This (relatively) simple oscillator outputs a triangle wave with a 1V/octave control voltage (that is, a 2V input produces a signal with twice the frequency of a 1V input). It's my first analog design, so feedback and comments are very welcome!
A basic functional overview:
- U1A scales the input voltage from 1V/octave to 20mV/octave, and the trimmable voltage divider finishes scaling to the ~17mV/octave to drive the exponential converter.
- U1B, Q4, and Q5 are an exponential voltage to current converter. This arrangement cancels out most of the temperature dependency in the relationship between Vbe and Ic of a single BJT.
- Q1, Q2, and Q3 along with Q6 and Q7 form a pair of current mirrors which can charge or discharge C1 with the same magnitude current as output by the converter
- The diode bridge allows C1 to either charge via Q3 or discharge via Q7, depending on the output of the schmitt trigger made with U2A
- U2B just buffers the voltage from C1. Its output is also the output of the oscillator.
The triangle output is slightly lopsided - the rise time is about 1.25 the fall time. I suspect that this is due to the totally unmatched jellybean transistors I used to breadboard this causing the current mirrors to be imperfect.
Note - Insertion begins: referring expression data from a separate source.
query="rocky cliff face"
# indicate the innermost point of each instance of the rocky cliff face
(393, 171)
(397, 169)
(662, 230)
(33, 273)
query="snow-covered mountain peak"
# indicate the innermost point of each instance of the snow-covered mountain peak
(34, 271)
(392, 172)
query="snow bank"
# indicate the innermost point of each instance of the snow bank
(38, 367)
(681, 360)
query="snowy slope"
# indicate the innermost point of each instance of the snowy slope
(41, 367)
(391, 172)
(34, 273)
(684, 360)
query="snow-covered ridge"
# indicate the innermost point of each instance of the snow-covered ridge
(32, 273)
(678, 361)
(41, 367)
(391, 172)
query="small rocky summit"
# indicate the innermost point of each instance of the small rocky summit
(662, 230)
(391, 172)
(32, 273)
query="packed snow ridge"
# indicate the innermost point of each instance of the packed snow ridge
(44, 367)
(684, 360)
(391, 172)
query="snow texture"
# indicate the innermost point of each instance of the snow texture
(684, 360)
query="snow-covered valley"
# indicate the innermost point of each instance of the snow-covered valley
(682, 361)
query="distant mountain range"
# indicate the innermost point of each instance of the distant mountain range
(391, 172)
I have a few THAT corp matched transistor arrays, and I intend to re-breadboard the circuit using those to see what happens.
It maxes out at about 7kHz, and I imagine goes pretty flat some time before that (I haven't done a full tuning test yet). I'm unsure what's causing that. I'm going to try experimenting with some other schmitt trigger designs to see if that helps. It's also possible I'm saturating the exponential converter, and will either need to tweak the resistors in that, or just use a smaller cap to increase the top end. It's stable well below audio frequencies right now, so a smaller cap would be feasible.
Once I've dealt with those issues, there are still several more modules I need to design and build to turn this into a practical synthesizer. It's already pretty awesome to twiddle the control voltage knob and hear the frequency sweep, though!